Then for some more specifics. Regarding the use of logistic or Cox-models a few things are important. Logistic models try to fit a model for the probability of an outcome and so essentially only consider if a person develops the outcome yes or no. If people are followed over a long period of time however, obviously some people will develop the outcome earlier than others but this information is discarded by the logistic model. In addition, a logistic model in it’s simple form can’t deal with individuals who leave the study due to other reasons (censoring): we don’t know if they develop the outcome or not. Survival models such as the Cox-model model the time-to-event (or time to censoring) and so are specifically suited to dealing with time-to-event data and the censoring issue described above. If your follow-up period is brief (and I think 30 days can be considered short), then these issues are not very prominent and a logistic model can be used for your mortality prediction.

As a second point, on why you should only use data from the first 30 days, if you want to predict short term mortality there will be other variables that are predictive of death than for long term mortality. In the short term, things like acute infection, hospital admission etc will probably predict a higher chance of death as they are indicative of short term (life-)threatening conditions, whereas in the long term predictors related to chronic disease/health such as blood pressure or cholesterol will probably predict mortality as they are indicative of long term health threats such as cardiovascular disease. Take again acute infection as an example, you can die of an acute infection in which case the infection will predict your (short-term) death, but if you live then your long term chance of death will be (almost) unaffected (why would an infection 10 years ago, now predict a substantially higher chance of dying you could ask yourself).

Your post seems to ask if you could use a Cox model with 15 years of data to predict your 30 day mortality. For the reasons above, it (probably) can’t. A Cox model using all 15 years of data is basically a model for predicting long term mortality risk and will probably include measures such as blood pressure. Of course you can ask this model for the predicted mortality at 30 days, but it will likely be 1.) a small probability and 2.) inaccurate because the model (probably) only includes predictors of long term mortality which are not suited/useful for accurate short term predictions.

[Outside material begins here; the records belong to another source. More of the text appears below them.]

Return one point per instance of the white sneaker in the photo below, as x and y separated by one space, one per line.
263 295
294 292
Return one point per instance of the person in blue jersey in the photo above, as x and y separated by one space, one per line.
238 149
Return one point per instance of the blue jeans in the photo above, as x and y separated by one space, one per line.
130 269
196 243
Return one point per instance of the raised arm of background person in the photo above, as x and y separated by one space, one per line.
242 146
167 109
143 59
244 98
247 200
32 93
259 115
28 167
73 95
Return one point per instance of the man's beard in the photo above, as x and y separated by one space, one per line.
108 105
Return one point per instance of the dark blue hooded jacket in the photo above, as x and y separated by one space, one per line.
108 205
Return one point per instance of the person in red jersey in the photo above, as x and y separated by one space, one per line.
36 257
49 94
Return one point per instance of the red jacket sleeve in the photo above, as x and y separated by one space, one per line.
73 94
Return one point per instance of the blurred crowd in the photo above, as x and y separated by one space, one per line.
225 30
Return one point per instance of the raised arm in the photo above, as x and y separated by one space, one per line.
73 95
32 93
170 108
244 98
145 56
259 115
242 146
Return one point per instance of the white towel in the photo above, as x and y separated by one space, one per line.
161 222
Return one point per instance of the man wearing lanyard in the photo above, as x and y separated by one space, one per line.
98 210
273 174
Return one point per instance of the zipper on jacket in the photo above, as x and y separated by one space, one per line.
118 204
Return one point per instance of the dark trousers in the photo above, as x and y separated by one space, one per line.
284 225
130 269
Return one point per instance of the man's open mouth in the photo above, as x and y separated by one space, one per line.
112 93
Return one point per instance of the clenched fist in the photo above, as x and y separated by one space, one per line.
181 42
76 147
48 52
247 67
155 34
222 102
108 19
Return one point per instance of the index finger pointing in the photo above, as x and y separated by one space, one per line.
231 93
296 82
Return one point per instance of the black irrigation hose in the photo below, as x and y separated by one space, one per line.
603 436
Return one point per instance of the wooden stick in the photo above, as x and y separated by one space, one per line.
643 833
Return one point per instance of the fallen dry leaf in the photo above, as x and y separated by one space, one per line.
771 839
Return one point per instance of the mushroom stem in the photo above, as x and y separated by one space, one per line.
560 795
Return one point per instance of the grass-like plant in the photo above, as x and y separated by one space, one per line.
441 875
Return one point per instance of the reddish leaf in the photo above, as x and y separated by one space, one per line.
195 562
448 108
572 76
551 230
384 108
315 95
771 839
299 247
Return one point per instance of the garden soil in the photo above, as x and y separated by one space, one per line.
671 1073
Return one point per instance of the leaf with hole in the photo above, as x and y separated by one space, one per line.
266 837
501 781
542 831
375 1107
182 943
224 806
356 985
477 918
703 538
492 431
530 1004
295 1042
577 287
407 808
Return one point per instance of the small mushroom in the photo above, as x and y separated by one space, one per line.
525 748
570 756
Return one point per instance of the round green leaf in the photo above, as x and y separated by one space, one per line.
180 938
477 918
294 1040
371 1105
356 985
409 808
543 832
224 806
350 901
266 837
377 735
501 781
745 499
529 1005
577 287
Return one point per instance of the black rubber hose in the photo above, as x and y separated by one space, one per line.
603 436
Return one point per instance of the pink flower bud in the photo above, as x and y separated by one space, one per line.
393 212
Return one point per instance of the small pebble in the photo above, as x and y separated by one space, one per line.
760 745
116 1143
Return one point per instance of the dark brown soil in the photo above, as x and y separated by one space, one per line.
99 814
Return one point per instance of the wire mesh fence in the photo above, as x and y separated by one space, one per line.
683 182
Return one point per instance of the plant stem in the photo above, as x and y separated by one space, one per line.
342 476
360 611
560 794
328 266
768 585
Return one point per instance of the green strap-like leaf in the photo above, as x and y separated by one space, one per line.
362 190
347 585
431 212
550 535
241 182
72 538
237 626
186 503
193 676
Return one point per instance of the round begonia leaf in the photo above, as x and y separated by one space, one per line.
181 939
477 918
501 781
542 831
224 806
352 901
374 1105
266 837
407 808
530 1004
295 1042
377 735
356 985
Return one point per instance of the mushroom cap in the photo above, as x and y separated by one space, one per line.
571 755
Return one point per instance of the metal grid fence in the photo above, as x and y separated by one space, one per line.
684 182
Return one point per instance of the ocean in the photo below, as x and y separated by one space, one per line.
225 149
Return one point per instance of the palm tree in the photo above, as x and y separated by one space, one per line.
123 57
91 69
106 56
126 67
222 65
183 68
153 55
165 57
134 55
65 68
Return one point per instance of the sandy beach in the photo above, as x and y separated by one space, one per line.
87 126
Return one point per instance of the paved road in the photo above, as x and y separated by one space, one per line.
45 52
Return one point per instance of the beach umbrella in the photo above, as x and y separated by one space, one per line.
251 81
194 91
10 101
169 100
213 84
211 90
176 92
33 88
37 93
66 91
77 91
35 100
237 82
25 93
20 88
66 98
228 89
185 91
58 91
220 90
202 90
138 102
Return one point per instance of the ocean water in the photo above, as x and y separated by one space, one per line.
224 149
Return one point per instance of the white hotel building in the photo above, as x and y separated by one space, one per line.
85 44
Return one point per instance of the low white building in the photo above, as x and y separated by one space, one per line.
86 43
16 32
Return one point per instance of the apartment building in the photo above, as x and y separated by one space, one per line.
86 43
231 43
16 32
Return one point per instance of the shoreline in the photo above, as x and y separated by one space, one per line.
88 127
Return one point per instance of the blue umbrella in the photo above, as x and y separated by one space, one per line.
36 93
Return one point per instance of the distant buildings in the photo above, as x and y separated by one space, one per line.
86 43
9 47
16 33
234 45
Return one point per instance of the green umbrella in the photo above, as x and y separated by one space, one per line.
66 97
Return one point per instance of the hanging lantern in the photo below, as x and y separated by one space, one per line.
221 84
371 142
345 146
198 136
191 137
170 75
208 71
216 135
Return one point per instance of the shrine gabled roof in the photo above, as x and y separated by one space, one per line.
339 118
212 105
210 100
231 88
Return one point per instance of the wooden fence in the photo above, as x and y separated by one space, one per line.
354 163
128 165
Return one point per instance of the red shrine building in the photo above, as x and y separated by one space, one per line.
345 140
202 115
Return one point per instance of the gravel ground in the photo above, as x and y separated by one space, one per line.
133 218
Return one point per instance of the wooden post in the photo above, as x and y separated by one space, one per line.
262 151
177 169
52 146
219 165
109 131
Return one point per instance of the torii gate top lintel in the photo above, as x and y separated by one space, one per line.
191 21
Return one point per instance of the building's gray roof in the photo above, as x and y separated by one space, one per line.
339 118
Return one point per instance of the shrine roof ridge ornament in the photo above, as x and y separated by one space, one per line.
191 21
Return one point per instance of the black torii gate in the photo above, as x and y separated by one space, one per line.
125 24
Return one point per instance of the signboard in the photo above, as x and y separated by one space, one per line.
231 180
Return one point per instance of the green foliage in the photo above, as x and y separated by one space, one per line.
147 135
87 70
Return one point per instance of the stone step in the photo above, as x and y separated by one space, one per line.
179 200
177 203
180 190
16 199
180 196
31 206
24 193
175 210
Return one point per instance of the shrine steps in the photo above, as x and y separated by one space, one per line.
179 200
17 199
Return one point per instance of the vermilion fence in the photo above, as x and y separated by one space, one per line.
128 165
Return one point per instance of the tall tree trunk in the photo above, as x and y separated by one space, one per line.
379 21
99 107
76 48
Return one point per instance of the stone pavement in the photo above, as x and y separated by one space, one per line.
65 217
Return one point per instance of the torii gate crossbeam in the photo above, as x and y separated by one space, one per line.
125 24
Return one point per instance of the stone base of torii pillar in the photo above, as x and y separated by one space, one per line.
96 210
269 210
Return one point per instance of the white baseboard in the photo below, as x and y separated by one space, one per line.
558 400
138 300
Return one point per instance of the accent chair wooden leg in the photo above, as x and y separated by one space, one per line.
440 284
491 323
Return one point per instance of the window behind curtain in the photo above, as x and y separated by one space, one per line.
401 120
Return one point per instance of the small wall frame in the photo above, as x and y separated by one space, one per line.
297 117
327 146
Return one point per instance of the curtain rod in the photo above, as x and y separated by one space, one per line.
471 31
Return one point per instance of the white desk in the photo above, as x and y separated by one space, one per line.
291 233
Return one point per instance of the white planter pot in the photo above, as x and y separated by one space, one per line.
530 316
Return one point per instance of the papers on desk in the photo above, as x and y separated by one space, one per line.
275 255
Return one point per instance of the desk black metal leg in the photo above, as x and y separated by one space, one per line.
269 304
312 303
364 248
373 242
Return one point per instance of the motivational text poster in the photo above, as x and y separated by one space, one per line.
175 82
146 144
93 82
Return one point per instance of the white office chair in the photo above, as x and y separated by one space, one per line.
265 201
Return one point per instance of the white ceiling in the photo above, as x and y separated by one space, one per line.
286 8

There are then 2 things you could do. Fit a Cox-model treating everyone who did not die at 30 days as alive at 30 days (so they get censored at the end of the 30 day follow-up). Or, as censoring and time-to-event is less of an issue in such a short time and as you mention Cox-models carry a number of additional assumptions, just fit a logistic model on the 30 day outcome. Set everyone who did not die at the 30 day mark as alive and those that did die as death and use this as the outcome for your model. In both cases, be sure not to include measurements performed after the 30 day mark in your model (not sure about your study design, but in case you have several measurement timepoints for an individual, don’t include data collected after the end of your desired follow-up period. Future data can’t be collected to predict a death in the past in real life practice after all).

4 Likes

I agree with everything in that answer. The one hesitation I have is that someone who dies at 31 days would be treated as a complete success. Instead I’d like to borrow information from them. This could be handled by fitting covariates in the Cox model in the standard way, and adding interactions with all of them and log(time) as time-dependent covariates.

2 Likes

Dear @scboone ,

First of all, thank you very much for your detailed response!

While my question can be considered completely general, two things perhaps worth mentioning that pertain to my concrete problem: 1) I have complete follow-up for all subjects, there is no censoring 2) there are no time-dependent covariates, every explanatory variable represents a measurement made at Time 0.

Your suggestion of censoring everyone after 30 days is absolutely reasonable (and solves my problem, that I didn’t really want deaths after, say, 10 years to have any influence on the result).

Can I summarize your suggestion in the following way: “Using a Cox-regression in the above way will have the advantage of incorporating the information on when the patient died exactly between 0 and 30 (in contrast to logistic regression), at the price of introducing the proportionality assumption”…?

Because this essentially means that we have to weigh these two aspects. If I understand you correctly, your reasoning is that for such a small period, the loss in information is smaller problem than the need for proportionality.

Side note: I personally totally agree, but it’d be interesting to see if there is any way to quantitatively compare them, and judge this.

Finally, the only thing that is unclear, is that this whole logic pertains to smaller follow-up intervals as well, isn’t it. If we have 60 days of follow-up, the textbook advice is very clearly to put them into a Cox model (without any additional censoring!). Why not censor after 30 days in that case as well? Only because of what @f2harrell mentioned, i.e. to borrow data from the time of later deaths too?

1 Like

Good to know, that eases some of the analytical concerns already!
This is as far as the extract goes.